RECENZJE

"Lanfeust z Troy" tom 4 "Odsiecz z Eckmul"

Na pokładzie statku zmierzającego do Culhaig baron Bugrenne poznaje C'ian i zamierza się z nią ożenić. Jak łatwo się domyślić, ten pomysł nie podoba się Lanfeustowi i wdaje się on w krwawą walkę ze strażą barona.

Akcja tej historii fantasy jest wartka i ciekawa. Bohaterowie szukając barona Or Azur wpadają w przeróżne tarapaty. Humoru w historii jak zwykle nie brakuje i to w różnych odmianach, od niewinnych żarcików do czarnego humoru. Lanfeust parodiuje Zorro wycinając znak L na ubraniu barona. Mamy również do czynienia z wydarzeniami dramatycznymi. Hebius uwalnia się spod czaru, Lanfeust traci w walce różne kończyny. Potyczki są niezwykle krwawe i główna w tym zasługa Hebiusa, który w jednym miejscu wspomina swojego dziada Tetrama, bohatera serii "Trolle z Troy".

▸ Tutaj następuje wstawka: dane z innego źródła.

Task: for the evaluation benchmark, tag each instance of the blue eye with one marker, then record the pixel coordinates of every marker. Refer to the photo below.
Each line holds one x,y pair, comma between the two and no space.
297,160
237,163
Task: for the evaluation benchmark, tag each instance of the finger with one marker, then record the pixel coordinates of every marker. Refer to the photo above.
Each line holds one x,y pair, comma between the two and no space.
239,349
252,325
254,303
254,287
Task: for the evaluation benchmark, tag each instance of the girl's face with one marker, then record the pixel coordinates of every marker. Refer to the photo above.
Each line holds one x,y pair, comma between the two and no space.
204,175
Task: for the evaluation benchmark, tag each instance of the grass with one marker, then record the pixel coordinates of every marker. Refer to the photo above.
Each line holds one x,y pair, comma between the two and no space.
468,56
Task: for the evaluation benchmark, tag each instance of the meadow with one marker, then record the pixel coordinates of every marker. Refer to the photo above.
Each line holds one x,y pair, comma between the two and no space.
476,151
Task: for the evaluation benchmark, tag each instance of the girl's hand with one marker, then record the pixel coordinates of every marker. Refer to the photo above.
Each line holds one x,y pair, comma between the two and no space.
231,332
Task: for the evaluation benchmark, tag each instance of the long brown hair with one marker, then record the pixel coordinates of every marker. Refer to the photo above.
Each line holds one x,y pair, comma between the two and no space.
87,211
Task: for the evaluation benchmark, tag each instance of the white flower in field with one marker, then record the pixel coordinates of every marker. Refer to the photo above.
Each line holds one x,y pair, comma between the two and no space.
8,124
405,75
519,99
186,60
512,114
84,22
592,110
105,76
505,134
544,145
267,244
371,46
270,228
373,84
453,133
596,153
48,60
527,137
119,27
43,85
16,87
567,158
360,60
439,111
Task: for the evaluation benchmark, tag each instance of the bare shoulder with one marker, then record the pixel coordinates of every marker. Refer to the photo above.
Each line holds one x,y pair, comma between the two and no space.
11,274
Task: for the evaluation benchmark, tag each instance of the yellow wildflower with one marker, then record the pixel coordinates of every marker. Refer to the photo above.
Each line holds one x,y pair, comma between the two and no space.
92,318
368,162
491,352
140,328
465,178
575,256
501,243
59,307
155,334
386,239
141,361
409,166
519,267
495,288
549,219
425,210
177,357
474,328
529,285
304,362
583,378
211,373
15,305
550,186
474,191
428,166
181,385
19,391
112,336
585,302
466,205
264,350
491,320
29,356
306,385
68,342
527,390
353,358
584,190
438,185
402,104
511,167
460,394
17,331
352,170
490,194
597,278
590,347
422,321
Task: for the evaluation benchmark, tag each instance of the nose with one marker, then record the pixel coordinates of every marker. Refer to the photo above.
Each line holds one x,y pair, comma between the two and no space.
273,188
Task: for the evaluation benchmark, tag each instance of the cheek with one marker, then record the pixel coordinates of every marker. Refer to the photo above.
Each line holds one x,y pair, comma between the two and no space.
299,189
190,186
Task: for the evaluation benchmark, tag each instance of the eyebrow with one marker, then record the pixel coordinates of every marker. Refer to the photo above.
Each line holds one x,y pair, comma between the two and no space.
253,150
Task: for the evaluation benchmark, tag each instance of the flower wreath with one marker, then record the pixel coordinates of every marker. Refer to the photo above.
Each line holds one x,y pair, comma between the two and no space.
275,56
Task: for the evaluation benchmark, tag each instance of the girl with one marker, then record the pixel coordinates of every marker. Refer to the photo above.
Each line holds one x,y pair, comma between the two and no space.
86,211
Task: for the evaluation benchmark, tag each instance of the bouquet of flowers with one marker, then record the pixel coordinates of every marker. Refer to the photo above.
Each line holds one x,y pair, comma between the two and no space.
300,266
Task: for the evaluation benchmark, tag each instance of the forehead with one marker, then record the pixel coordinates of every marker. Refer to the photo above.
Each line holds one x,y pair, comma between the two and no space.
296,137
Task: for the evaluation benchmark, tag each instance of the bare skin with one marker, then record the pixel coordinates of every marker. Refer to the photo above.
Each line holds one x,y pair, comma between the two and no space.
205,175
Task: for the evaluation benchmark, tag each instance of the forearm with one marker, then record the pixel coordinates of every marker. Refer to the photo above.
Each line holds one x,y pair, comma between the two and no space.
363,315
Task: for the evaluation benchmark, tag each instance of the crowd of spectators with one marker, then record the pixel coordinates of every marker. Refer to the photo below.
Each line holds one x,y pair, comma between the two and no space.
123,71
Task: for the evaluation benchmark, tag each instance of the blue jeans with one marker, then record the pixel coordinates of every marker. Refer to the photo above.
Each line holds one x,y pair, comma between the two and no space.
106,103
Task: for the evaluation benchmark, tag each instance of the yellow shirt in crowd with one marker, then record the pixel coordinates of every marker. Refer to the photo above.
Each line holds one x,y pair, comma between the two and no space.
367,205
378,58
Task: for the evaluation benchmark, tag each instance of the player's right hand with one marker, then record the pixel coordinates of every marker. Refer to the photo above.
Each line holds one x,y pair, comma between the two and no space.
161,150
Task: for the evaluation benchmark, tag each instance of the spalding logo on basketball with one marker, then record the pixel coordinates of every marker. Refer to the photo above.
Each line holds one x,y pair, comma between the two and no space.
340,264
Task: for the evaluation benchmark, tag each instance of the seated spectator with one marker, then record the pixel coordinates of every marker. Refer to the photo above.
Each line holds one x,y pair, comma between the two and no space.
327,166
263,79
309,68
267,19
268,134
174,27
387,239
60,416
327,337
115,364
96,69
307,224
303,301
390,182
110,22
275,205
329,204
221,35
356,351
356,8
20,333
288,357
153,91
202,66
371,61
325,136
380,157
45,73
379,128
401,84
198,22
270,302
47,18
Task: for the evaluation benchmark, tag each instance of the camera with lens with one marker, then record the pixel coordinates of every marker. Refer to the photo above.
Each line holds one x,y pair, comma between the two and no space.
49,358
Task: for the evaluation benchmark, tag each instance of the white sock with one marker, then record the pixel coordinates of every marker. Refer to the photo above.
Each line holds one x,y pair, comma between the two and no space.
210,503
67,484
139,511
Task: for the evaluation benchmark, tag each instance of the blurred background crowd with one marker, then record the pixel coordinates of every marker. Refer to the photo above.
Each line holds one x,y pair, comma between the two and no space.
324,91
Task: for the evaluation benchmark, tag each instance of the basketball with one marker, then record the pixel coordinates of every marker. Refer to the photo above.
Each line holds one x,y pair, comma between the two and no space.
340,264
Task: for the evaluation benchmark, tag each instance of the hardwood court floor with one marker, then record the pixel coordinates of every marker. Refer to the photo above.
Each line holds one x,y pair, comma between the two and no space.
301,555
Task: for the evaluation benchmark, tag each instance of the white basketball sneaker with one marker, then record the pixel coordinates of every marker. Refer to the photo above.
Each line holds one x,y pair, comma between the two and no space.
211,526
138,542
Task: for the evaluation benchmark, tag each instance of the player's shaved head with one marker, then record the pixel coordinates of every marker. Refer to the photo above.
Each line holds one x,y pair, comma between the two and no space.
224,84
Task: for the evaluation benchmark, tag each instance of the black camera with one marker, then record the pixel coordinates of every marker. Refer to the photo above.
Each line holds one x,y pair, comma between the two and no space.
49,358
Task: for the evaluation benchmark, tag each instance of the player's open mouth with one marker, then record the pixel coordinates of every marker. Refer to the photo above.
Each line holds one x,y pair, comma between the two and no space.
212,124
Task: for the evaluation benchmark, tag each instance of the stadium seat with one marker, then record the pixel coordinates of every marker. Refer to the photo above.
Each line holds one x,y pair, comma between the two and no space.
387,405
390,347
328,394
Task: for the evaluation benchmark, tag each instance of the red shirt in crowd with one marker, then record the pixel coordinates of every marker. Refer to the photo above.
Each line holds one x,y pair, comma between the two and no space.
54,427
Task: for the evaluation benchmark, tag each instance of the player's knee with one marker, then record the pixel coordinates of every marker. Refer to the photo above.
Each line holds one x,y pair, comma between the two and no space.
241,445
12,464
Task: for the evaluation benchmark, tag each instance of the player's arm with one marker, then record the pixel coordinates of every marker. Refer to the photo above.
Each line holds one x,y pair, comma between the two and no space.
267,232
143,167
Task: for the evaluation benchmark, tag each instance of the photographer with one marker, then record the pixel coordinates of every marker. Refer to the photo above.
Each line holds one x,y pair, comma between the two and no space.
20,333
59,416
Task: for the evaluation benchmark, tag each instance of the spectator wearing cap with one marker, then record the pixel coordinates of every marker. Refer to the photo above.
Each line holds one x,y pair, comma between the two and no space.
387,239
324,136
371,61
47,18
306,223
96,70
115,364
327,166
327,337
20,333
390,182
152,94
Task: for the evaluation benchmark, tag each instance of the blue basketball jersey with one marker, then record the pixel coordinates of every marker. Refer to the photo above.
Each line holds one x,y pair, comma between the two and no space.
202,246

Rysunki Tarquina są realistyczne, choć delikatnie groteskowe. Zachwyca bogactwo detali oraz żywe tło. Również kolorystycznie komiks wygląda znakomicie.

Świetna rozrywka.

[Jarek Obważanek]

Scenariusz: Scotch Arleston
Rysunki: Didier Tarquin
Wydawca: Egmont Polska
48 stron, format A4, miękka oprawa, papier błyszczący, kolor
Cena: 17,90 zł

Poglądy wyrażane w recenzjach są osobistymi odczuciami ich autora i nie powinny być uznawane za prawdy objawione.